Last week, during a couple consecutive guide trips targeting smallmouth bass on northwestern Pennsylvania's Allegheny River, I was reminded about the difference a day can make.
Thursday's trip was somewhat productive. It was a half-day trip, which are four-hour affairs that provide the added pressure of discovering the pattern of the day in a comparatively small window of opportunity. The conditions of the day were bright and sunny, with a slight stain to the water due to recent rain. We did OK — the elder member of the father/son team caught his personal best brown bass, one just shy of 19 inches. But the morning's catch of 15 to 20 bass was also well represented with several dink-sized fish. I was disappointed, and I suspect my clients would have likely to have hooked more quality bass.
Friday's trip — conditions-wise — pretty much mirrored that of the previous day, except that the water had cleared. Low, clear water combined with a bright sunny sky sometimes adds up to a tough day. River smallies have a good opportunity to inspect the lure, often simply following it to the boat. It often takes the ability to convert followers into biters, by manipulating the lure in an erratic manner, to have a good outing.
But happily the smallies weren't nearly as finicky as I'd expected. There were lulls in the eight hour session, but we managed to boat nearly 40 smallies, lose a few more, as well as add a couple nice walleyes. And most of the bass were excellent fish in the 15- to 18-inch range.

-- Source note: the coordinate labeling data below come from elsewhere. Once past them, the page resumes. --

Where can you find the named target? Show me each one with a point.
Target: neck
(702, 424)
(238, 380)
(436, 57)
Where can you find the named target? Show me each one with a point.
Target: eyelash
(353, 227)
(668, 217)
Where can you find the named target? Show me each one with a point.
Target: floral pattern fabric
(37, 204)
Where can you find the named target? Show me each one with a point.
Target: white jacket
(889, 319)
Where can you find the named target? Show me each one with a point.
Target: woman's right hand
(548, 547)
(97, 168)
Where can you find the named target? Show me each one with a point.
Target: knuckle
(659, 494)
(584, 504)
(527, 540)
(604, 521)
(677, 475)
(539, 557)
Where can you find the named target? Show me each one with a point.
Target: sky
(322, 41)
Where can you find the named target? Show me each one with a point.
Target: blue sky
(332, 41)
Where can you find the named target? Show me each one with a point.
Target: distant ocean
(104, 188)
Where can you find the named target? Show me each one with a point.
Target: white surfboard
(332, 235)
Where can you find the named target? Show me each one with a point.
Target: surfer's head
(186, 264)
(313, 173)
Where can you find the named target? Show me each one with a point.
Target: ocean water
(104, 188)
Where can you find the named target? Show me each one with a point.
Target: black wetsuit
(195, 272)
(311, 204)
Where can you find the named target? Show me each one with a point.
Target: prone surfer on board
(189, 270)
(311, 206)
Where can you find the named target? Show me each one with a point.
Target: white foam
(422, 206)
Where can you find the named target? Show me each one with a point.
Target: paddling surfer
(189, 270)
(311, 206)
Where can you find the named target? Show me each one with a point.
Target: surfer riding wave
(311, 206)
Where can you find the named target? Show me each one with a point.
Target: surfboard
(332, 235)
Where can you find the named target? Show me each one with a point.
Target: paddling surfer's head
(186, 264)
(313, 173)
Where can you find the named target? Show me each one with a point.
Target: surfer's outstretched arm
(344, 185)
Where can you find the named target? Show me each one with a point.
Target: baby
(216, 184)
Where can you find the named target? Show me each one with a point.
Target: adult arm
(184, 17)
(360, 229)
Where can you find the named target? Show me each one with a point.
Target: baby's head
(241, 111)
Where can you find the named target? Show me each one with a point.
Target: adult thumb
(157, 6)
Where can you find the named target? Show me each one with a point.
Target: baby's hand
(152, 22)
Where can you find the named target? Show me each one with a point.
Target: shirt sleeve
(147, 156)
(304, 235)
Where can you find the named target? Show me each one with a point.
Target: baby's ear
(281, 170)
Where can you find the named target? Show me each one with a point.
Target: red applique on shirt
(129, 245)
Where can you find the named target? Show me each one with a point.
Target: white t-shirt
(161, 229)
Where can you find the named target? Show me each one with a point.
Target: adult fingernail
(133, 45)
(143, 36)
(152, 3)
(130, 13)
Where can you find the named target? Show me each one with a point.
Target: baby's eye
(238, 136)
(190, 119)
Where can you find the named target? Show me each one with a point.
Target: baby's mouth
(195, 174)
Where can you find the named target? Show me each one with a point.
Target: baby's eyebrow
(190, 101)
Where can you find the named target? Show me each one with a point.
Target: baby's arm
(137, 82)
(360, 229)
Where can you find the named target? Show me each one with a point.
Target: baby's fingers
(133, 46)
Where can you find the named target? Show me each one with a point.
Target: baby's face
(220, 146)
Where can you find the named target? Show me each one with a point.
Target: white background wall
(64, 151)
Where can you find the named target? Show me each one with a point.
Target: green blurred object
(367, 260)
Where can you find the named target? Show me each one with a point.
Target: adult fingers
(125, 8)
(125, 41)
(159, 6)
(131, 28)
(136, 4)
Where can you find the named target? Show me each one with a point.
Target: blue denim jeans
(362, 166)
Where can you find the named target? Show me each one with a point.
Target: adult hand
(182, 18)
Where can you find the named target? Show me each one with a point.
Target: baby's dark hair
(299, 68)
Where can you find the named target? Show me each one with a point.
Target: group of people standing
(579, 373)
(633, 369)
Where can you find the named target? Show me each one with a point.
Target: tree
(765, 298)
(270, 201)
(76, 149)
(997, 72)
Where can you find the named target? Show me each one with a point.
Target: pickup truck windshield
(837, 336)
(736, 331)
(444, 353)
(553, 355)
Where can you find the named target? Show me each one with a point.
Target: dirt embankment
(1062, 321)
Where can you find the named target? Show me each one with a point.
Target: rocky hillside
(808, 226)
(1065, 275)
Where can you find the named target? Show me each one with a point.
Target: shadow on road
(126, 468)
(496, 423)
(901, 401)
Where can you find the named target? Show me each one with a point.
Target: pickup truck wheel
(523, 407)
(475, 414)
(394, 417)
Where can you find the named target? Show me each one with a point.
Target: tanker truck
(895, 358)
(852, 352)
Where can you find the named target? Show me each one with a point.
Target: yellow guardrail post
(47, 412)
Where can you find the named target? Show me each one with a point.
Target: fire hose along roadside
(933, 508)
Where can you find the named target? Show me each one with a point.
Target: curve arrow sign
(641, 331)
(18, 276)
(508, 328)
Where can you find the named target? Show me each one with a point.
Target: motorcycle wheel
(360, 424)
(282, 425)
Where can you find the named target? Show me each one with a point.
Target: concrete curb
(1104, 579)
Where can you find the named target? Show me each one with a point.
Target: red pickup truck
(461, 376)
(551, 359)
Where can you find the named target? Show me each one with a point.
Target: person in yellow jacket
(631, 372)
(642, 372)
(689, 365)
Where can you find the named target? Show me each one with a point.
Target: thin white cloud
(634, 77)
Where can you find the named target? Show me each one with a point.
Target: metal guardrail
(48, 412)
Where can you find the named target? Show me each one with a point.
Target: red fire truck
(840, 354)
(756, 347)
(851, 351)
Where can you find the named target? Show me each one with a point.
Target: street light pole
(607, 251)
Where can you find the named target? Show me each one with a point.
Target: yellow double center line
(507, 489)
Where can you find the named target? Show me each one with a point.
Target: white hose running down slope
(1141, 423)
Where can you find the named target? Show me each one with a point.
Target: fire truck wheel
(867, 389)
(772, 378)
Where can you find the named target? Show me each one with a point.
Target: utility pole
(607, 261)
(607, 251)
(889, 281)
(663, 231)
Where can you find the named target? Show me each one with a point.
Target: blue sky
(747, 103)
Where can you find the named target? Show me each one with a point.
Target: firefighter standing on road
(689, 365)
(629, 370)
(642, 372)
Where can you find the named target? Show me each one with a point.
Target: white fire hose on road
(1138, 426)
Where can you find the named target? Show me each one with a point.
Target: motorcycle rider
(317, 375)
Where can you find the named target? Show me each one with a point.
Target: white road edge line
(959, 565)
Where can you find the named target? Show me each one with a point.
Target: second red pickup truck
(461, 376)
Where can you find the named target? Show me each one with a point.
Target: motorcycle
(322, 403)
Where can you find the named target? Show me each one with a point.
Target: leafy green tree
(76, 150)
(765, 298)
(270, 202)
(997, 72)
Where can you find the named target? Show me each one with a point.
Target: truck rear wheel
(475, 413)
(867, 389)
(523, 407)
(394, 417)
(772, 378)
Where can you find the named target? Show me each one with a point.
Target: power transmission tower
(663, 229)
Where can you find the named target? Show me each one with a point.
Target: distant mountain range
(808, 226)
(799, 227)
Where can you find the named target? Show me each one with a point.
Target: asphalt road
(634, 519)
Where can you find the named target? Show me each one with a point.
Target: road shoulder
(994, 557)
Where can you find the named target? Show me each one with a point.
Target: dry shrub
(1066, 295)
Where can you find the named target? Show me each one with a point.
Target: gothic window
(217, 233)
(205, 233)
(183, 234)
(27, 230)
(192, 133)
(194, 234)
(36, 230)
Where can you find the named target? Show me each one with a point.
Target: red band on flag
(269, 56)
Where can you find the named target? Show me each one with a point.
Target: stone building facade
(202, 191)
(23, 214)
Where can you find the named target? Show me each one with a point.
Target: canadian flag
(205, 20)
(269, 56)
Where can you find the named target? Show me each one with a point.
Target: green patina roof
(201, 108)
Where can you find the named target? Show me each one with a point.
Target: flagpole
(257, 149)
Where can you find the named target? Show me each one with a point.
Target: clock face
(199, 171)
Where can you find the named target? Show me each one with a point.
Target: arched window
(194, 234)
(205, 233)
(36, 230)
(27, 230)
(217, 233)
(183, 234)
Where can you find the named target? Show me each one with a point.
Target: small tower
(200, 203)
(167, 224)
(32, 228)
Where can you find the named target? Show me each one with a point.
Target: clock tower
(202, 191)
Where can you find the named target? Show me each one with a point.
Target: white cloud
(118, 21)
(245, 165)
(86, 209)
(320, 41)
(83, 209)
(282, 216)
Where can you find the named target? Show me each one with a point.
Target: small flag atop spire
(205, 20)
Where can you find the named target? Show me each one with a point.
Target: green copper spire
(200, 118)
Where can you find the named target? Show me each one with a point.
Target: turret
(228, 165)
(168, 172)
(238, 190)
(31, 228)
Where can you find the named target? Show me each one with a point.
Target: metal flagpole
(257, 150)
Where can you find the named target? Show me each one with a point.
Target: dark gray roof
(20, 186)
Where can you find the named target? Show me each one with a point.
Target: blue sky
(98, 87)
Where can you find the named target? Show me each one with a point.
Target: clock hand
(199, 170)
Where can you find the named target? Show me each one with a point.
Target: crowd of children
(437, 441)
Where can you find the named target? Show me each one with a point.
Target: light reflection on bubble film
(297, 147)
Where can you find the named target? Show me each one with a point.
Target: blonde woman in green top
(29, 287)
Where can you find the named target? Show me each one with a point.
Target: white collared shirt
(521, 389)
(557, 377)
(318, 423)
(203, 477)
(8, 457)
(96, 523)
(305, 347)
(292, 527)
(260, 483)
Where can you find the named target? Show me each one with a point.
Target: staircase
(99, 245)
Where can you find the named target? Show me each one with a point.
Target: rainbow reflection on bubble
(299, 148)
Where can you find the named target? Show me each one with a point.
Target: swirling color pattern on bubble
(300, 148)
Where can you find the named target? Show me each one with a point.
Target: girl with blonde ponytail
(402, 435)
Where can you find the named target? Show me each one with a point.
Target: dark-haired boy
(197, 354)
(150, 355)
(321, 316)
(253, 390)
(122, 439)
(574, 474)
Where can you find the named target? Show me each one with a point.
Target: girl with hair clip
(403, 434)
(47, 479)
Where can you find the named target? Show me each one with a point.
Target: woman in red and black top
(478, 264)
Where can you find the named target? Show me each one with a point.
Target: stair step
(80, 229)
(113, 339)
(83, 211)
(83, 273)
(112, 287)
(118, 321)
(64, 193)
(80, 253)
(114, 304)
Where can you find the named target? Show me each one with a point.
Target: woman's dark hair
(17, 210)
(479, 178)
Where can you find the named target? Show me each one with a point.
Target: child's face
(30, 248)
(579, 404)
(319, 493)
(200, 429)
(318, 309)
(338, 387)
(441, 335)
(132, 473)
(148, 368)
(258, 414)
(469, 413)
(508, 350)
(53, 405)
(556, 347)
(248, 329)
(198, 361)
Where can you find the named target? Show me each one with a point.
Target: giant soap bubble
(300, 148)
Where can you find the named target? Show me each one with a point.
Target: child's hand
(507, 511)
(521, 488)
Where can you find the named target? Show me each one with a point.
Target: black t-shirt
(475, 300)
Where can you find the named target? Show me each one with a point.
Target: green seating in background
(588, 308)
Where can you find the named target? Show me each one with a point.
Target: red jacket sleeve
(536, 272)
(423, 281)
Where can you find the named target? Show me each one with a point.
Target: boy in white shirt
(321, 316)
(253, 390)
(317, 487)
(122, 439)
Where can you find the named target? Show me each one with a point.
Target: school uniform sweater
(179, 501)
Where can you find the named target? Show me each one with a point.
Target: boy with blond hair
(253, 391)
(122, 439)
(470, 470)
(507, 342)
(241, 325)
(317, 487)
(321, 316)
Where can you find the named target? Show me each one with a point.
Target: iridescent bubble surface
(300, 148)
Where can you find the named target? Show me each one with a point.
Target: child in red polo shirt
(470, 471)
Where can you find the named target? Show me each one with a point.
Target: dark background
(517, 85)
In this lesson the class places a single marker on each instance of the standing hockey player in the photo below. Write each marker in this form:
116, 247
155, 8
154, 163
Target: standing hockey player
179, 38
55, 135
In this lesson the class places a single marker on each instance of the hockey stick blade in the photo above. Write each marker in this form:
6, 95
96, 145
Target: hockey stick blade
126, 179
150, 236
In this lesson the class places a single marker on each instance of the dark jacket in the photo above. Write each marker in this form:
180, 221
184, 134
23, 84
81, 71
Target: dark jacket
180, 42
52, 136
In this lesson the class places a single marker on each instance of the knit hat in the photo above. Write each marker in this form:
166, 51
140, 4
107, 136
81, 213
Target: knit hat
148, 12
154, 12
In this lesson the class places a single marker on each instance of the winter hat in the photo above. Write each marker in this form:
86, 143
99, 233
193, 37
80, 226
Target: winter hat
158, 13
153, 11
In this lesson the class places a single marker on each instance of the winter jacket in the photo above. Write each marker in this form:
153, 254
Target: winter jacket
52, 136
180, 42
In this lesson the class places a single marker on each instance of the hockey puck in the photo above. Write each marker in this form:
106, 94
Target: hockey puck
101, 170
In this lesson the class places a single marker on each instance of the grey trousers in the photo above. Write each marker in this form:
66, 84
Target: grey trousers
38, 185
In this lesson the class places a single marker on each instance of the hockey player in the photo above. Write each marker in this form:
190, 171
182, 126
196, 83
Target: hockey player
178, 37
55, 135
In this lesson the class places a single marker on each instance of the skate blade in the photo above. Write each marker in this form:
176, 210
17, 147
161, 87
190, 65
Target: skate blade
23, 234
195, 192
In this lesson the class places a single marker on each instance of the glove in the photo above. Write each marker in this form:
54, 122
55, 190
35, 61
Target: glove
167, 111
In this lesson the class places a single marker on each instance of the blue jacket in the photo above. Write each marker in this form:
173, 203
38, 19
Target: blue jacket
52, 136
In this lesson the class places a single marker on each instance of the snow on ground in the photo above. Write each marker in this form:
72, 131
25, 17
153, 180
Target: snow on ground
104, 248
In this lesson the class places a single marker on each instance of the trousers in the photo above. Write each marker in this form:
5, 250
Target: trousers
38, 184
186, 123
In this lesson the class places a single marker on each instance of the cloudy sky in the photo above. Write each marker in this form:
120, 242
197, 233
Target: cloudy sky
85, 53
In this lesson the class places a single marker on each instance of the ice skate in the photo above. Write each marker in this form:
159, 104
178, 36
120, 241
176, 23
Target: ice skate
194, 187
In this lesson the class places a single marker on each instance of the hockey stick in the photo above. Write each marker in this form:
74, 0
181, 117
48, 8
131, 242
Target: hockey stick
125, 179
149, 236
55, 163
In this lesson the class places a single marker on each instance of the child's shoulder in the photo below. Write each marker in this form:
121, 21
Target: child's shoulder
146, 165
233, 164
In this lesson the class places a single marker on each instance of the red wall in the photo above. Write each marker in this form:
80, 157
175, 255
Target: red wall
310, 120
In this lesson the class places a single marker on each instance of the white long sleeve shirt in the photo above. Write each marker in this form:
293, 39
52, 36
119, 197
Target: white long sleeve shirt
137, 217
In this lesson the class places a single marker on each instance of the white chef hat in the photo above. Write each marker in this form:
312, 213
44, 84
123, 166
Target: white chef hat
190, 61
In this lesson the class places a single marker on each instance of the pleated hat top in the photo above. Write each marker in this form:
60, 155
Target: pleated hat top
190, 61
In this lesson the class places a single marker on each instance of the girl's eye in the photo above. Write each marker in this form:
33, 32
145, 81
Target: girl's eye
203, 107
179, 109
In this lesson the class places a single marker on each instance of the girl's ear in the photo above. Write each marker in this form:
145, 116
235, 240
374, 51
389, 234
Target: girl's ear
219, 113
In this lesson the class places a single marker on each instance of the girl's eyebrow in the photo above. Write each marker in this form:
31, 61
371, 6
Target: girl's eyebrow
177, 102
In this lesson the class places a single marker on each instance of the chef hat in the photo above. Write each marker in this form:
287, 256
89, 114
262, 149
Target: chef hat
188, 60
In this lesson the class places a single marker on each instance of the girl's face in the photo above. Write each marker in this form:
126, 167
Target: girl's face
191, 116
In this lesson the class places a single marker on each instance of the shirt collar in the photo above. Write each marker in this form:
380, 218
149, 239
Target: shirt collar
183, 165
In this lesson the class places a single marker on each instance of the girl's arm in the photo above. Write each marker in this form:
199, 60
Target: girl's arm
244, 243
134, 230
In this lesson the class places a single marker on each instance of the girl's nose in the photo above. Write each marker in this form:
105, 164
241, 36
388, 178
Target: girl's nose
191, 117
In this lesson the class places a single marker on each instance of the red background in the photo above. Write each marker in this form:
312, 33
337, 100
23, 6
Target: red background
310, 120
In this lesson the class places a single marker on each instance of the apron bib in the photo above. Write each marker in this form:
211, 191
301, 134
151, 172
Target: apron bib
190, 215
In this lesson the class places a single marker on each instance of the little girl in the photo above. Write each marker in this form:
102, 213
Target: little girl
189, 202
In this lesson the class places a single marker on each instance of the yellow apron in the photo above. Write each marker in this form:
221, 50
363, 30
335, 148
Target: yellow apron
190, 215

Over the many years I've guided for river smallmouth bass, I've attempted to discover what conditions equate into the best fishing: sunny days or cloudy/rainy; calm or windy? Clear water or stained? River rising or falling? And I've come to realize that every conclusion has a wealth of exceptions. If you spend enough time on the water you'll see this. Anglers that consider a certain set of circumstances as being the slam-dunk recipe to success probably had their red letter day during such. But perhaps they haven't spent enough time at it to experience slower days that occur during the same conditions.
Having a preconceived idea of how the fishing is going to be — particularly a negative one based on slow action of late — can place a black cloud over your efforts. Have a positive attitude and you'll often be pleasantly surprised.